The organisation has continued reviewing its custody suites as some are under-utilised and a number require modernisation and investment to ensure they continue to meet health and safety requirements.
A custody strategy has now been developed for the next three years which includes the temporary or permanent closure of four smaller suites by the end of 2019.
The changes will start to be implemented from December 1st with the closure of Bangor Custody Suite. It will be available for short, specific periods of time, if required, to facilitate the ongoing refurbishment programme under way in other suites.
Enniskillen custody suite will close temporarily in March 2017 for refurbishment, while the suite in Armagh will permanently shut in early 2017 following the re-opening of Lurgan, which is currently temporarily closed for refurbishment.
Work on a new, purpose-built £11m facility with 21 cells on the existing Waterside site in Londonderry/Derry is planned to begin in 2017. It will replace the custody provision in Strand Road, which will close on completion of this new custody suite in 2019.
Antrim custody suite will re-open on December 1st 2016 following major refurbishment.
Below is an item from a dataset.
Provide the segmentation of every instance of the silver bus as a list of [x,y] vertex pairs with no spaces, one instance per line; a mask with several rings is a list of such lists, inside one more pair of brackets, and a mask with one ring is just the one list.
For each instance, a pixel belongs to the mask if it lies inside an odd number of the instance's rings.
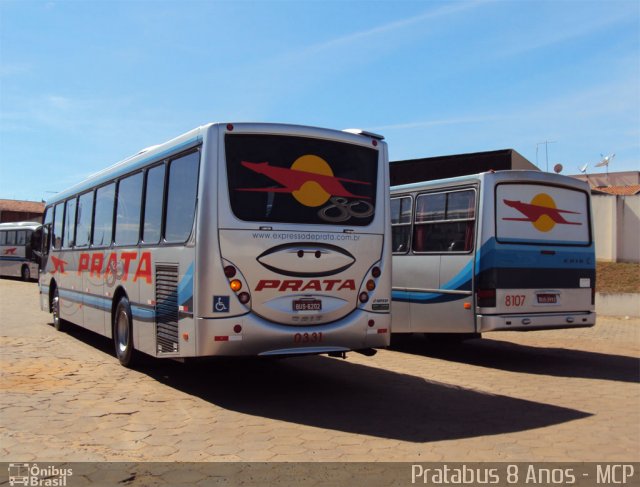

In addition, Antrim will be designated as a *Serious Crime Suite and will be available from December to support a planned rolling maintenance programme to be carried out in Musgrave custody.
ACC Stephen Martin said: “Keeping People Safe while they are detained is a priority and these changes will enable the police service to provide a smaller number of more enhanced custody suites. Over 27,000 people are detained in our cells annually therefore it is essential the facilities remain fit for purpose.
“Many of our detainees’ needs are increasingly complex reflecting higher levels of addictions, mental health concerns, incidences of self-harm and suicidal ideation.
“In partnership with the Public Health Agency, a Health Needs Assessment has recently been undertaken and is currently being finalised. This will inform PSNI’s approach to enhancing the current custody healthcare service. As recommended in the ‘Improving Healthcare in Criminal Justice Strategy’ we will actively work in collaboration with key partners, particularly in Justice and Health, to ensure we all meet the healthcare needs of people detained by the police.
“Our ambition is to create a more effective and efficient custody service consisting of a fewer number of better-equipped suites, each of which will see the introduction of embedded healthcare and support services to help Keep People Safe.”
There are no immediate staff reductions as a result of the changes and affected custody personnel will be re-deployed to alternative locations in consultation with the contract provider Noonan.
ACC Martin added: “By 2019, the four custody closures announced today will save approximately £1 million in estate maintenance works that would otherwise have been required.”
The PSNI’s Custody Reform Programme commenced in 2014 when there were 19 suites. There will be between 9 and 10 suites open at any point in time.